Water pollution and physical modifications are still affecting the ecology of many of Europe’s lakes, rivers, transitional water bodies and coastal waters. These problems are likely to prevent the water bodies reaching ‘good’ status by 2015, a target set by the EU’s Water Framework Directive (WFD).
The report, ‘European waters - assessment of status and pressures’, published this week by the European Environment Agency (EEA), considers the status of 104 000 rivers, 19 000 lakes, and 4000 transitional and coastal water bodies reported by EU Member States according to the WFD and the river basin management plans (RBMPs). The authors conclude that water bodies are generally improving, but not quickly enough to meet the targets set by the WFD – in fact only 52 % of water bodies are predicted to achieve good ecological status by 2015, according to Member States own plans.
Jacqueline McGlade, EEA Executive Director, said: “European waters have improved a great deal over the last two decades, as legislation has successfully reduced many types of pollution and improved wastewater treatment. But EU Member States look set to miss upcoming targets by a wide margin, so they need to urgently step up efforts to protect both human health and the ecosystems we rely on.”
For surface waters, there are two separate classifications: ecological and chemical status. Groundwater bodies are classified according to their chemical status and quantitative status. For a water body to be in overall good status, both types must be at least good.
More than half of the surface water bodies in Europe were reported to be below good ecological status or potential status, according to the latest data showing status up to 2009.
Many European water bodies remain polluted by excess nutrients, mainly from fertiliser, the report notes. When fertilisers run off from croplands into a water body, it can create eutrophication, a process characterised by increased plant growth and harmful algal blooms, depletion of oxygen and subsequent loss of life in bottom water. Diffuse pollution from agriculture is a significant pressure for more than 40 % of Europe’s water bodies in rivers and coastal waters, and in one third of lakes and transitional waters.
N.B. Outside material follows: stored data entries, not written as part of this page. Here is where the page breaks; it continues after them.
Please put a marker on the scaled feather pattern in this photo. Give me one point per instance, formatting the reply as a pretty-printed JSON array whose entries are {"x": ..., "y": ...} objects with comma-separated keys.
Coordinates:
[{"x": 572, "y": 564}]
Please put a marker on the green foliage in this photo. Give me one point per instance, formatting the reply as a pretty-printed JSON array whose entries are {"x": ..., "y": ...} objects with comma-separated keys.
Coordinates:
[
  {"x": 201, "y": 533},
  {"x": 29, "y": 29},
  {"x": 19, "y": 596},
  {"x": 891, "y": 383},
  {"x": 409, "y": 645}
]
Ecological status also includes considerations of ‘hydromorphology’ – the extent to which the shape of water bodies and natural flow of the river has been altered. Dams, straightening and dredging alter habitats and damage ecosystems. Hydromorphological pressures resulting in altered habitats is the most common pressure on water bodies, affecting around 40 % of rivers and transitional water bodies and 30 % of the lakes. The report calls for the ‘re-naturation’ of many water bodies to restore their natural features, such as restoring the natural continuity of rivers.
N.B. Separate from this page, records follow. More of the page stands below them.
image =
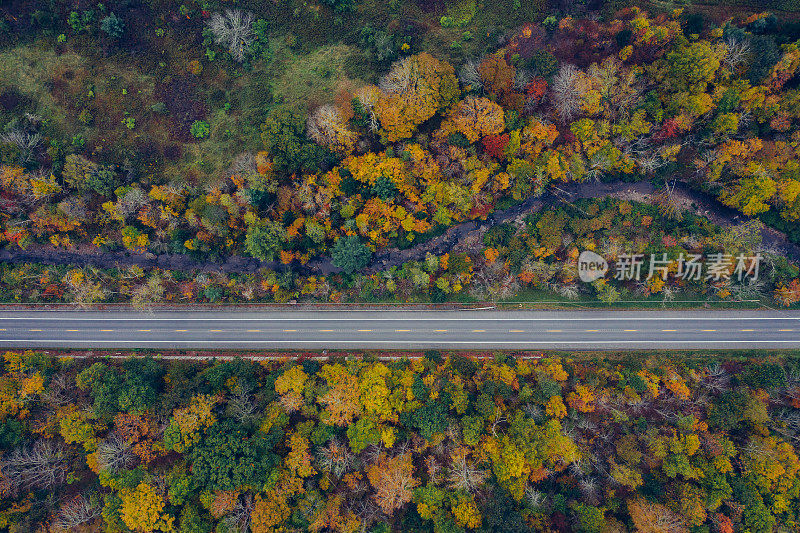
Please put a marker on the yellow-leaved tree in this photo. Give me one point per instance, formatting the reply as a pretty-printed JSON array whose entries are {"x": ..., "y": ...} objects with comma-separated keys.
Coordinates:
[
  {"x": 413, "y": 91},
  {"x": 143, "y": 510}
]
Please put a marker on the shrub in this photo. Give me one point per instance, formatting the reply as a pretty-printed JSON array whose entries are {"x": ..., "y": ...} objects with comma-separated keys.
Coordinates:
[{"x": 200, "y": 129}]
Chemical status refers to levels of heavy metals and other harmful substances. While 10 % of Europe’s surface water bodies are in poor chemical status, there are no chemical status data available for 40 % of Europe’s surface waters. Ground water bodies are in a worse condition – approximately 25 % of groundwater, by area, has poor chemical status across Europe. Sixteen Member States have more than 10 % of groundwater bodies in poor chemical status. This figure exceeds 50 % in Luxembourg, the Czech Republic, Belgium (Flanders) and Malta.
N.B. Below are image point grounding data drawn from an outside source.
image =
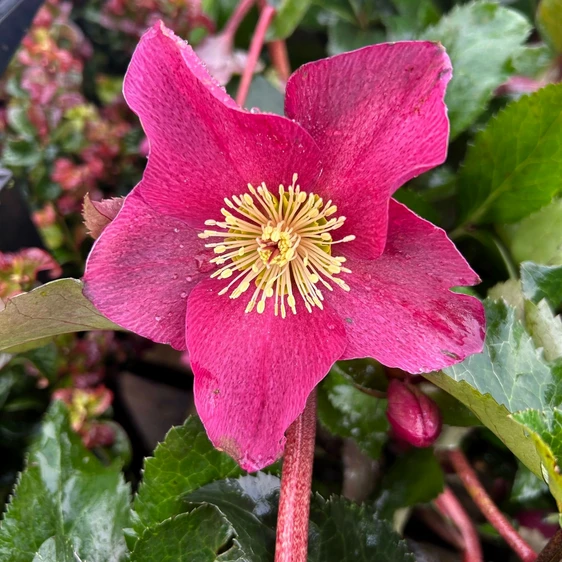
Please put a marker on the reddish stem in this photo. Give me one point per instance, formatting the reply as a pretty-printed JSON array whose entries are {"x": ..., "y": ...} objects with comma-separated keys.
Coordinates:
[
  {"x": 449, "y": 505},
  {"x": 280, "y": 59},
  {"x": 236, "y": 18},
  {"x": 296, "y": 479},
  {"x": 256, "y": 45},
  {"x": 489, "y": 508}
]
Overall, concentrations of several water pollutants are falling in many river basins. For example, if ammonium and phosphorous levels continue to decline at their current rate, they will be at levels that meet good status by 2015 and 2027 respectively. Nitrates are also falling, although this pollutant will still be too high for several decades at the current rate of decrease, according to the report.
The challenges for river basin management are numerous and diverse, the report says. The RBMPs submitted by Member States distinguish between different types of pressures faced by river basins, however they include less detail on how these pressures will be addressed and to what extent selected measures will contribute to achieving environmental objectives in 2015.
To maintain and improve the essential functions of our water ecosystems, they need to be managed better, the report says. This can only succeed if an integrated approach is adopted, as introduced in the WFD and related water legislation. All sectors in a river basin need to fully implement the WFD to reduce pressures on water bodies, ensuring all users are committed to healthy water bodies achieving good status.
The report is launched to coincide with the launch of the European Commission’s ‘Blueprint to safeguard Europe’s water resources’, intended to improve implementation of existing water legislation and show opportunities for further policy improvements.